Most of us live in a lot of different worlds, and we see things differently because of it. Some of us live in more than one world at a time. That’s why sometimes it’s hard for me to consider the promise of artificial intelligence and what we’re getting and the direction that’s going.
There’s space in this world in research for what we have now, which allows previously isolated knowledge to be regurgitated in a feat of math that makes the digital calculator look mundane. It’s statistics, it gives us what we want when we hit the ‘Enter’ button, and that’s not too bad.
Except it can replace an actual mind. Previously, if you read something, you didn’t guess if a machine threw the words together or not.

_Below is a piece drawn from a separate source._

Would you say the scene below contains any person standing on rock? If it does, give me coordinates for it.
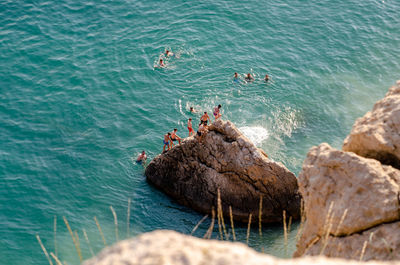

You didn’t wonder if the teacher gave you a test generated by a large language model, and the teacher didn’t wonder if you didn’t generate the results the same way.
Now, we wonder. We wonder if we see an image. We wonder if we watch a video. We wonder enough so that the most popular female name for 2023 should be Alice.
So let me tell you where I think we should be heading with AI at this time.
What Could Be.
Everyone who is paying attention to what’s happening can see that the world is fairly volatile right now after the global pandemic, after a lot of economic issues that banks created combined with algorithmic trading… so this is the perfect time to drop some large language models in the world to make things better.
Nope.
No, it isn’t working that way. If we were focused on making the world better rather than worrying about using a good prompt for that term paper or blog post, it maybe could work that way. We could use things like ChatGPT to be consultants, but across mankind we lack the integrity to only use them as consultants.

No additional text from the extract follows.